ESA Solar Orbiter’s Close View Of Solar Winds Leaving The Sun
On 10 February 2020, the ESA Solar Orbiter set out into space with the mission to observe the Sun and create a better understanding of it for humans. Every six months, this space vessel gets close to the Sun to better study its makeup and activities.
During one of these close flights to the Sun, the ESA Solar Orbiter was able to record charged particles exiting the Sun’s Corona. These solar winds are one of the major building blocks that help the formation of solar storms.
This new footage from the ESA Solar Orbiter might help researchers in their study to better understand the formation of solar storms. The impacts of solar storms can be felt by various equipment in orbit around the Earth.

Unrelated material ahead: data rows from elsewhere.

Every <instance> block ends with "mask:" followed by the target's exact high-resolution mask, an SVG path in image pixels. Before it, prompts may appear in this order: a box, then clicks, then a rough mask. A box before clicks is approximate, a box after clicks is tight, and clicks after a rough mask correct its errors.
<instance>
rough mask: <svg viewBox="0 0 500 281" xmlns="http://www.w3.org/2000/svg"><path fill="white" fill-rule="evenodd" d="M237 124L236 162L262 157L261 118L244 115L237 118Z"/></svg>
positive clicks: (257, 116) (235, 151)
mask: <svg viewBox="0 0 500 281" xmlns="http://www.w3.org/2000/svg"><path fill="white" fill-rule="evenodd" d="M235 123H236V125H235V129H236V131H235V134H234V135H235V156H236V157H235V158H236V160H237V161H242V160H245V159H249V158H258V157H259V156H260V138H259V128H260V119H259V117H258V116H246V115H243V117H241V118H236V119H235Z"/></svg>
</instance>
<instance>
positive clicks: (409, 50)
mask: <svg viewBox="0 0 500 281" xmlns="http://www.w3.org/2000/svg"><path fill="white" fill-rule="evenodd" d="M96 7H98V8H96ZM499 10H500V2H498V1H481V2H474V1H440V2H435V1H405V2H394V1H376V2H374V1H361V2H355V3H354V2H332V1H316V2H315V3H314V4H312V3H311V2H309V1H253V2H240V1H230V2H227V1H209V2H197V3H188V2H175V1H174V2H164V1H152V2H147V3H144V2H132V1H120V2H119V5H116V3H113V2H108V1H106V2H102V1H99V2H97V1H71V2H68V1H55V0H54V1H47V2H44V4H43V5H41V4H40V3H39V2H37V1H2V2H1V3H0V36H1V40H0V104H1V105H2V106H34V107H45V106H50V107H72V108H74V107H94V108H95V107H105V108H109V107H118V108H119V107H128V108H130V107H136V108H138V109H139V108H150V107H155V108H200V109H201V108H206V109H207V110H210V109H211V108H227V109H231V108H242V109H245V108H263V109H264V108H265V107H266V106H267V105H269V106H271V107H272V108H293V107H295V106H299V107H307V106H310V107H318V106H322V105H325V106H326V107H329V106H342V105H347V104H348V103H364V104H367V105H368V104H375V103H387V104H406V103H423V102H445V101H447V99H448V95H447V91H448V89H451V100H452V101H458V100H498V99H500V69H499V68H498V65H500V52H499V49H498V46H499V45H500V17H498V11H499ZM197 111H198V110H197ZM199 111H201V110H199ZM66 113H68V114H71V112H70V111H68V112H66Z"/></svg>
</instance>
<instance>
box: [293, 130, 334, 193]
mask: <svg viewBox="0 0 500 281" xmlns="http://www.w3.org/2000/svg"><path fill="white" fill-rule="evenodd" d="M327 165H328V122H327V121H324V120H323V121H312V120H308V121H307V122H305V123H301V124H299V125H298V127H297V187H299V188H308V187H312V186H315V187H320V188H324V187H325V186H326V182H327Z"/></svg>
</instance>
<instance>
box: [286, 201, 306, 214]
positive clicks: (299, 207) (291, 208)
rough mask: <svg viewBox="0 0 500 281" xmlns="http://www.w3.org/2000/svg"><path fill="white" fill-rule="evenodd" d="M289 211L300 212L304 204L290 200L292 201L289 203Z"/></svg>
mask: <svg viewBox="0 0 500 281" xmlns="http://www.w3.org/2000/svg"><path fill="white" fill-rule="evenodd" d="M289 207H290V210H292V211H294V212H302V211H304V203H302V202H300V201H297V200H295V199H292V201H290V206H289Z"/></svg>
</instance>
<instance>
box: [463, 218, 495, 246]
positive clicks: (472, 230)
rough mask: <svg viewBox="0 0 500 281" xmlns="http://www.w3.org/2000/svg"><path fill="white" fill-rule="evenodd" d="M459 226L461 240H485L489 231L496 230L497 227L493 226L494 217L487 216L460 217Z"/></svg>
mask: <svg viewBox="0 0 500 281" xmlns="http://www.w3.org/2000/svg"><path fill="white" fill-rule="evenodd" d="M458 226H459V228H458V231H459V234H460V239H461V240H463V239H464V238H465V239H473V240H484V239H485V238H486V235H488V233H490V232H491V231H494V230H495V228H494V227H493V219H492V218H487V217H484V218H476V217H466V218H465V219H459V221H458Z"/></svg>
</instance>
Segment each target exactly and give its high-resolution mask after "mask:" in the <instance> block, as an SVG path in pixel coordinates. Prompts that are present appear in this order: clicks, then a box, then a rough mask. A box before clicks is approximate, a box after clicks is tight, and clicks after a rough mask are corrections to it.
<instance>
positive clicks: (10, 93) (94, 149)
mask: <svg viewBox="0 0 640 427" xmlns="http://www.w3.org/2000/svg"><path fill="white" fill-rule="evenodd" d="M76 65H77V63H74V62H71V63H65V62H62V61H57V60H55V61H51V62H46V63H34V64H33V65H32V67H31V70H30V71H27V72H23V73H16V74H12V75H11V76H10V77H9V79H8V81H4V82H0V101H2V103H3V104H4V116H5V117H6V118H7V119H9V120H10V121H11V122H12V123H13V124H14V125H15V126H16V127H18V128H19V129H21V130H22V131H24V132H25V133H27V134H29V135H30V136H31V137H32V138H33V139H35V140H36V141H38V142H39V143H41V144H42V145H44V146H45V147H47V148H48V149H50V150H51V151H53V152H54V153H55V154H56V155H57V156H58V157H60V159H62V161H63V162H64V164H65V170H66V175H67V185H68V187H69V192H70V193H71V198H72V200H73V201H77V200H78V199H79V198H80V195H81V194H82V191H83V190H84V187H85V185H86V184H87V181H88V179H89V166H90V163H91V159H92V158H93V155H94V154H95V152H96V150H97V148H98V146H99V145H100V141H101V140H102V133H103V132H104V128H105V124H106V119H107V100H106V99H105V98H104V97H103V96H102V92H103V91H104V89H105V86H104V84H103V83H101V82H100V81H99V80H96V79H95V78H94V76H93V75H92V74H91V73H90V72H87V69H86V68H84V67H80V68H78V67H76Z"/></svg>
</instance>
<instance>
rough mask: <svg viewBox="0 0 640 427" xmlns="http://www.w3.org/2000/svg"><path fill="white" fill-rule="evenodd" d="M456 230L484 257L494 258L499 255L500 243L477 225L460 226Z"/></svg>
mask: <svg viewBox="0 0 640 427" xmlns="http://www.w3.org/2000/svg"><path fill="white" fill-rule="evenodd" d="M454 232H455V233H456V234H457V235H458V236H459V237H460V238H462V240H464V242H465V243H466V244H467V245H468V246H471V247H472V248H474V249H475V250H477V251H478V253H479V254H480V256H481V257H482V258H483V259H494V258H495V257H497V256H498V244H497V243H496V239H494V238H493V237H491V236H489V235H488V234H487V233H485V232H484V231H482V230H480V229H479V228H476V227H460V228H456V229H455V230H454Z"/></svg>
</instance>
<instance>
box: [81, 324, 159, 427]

Earth’s magnetosphere helps to protect our home planet from the effects of these solar winds that eventually form solar storms. If the magnetosphere weren’t in place, the Earth’s atmosphere would gradually deteriorate over time.
A better understanding of the nature and makeup of solar storms will help scientists to better protect equipment in outer space from its harmful rays. However, other factors make this footage from the ESA Solar Orbiter spectacular.
Why Is The ESA Solar Orbiter Footage Of Solar Wind Exiting The Sun Remarkable?
Taking to their official X page on 26 March 2025, the ESA was proud to share the solar wind footage with the public. But what exactly makes this footage of charged particles that can travel up to 1 million miles per hour special?
This footage was made possible by Metis, the ESA Solar Orbiter’s coronagraph. According to the ESA “Metis is currently the only instrument able to see the solar wind’s twisting dance.”
The agency adds that “No other imaging instrument can see — with a high-enough resolution in both space and time — the sun’s inner corona where this dance takes place.” So this is a one-in-a-million footage of our closest star revealing activities taking place at its Corona.
Metis can block out the intense brightness of the Sun, hence peering into the Corona. The only space vessel that might be able to do this will be the ESA Proba-3 mission, which is under development.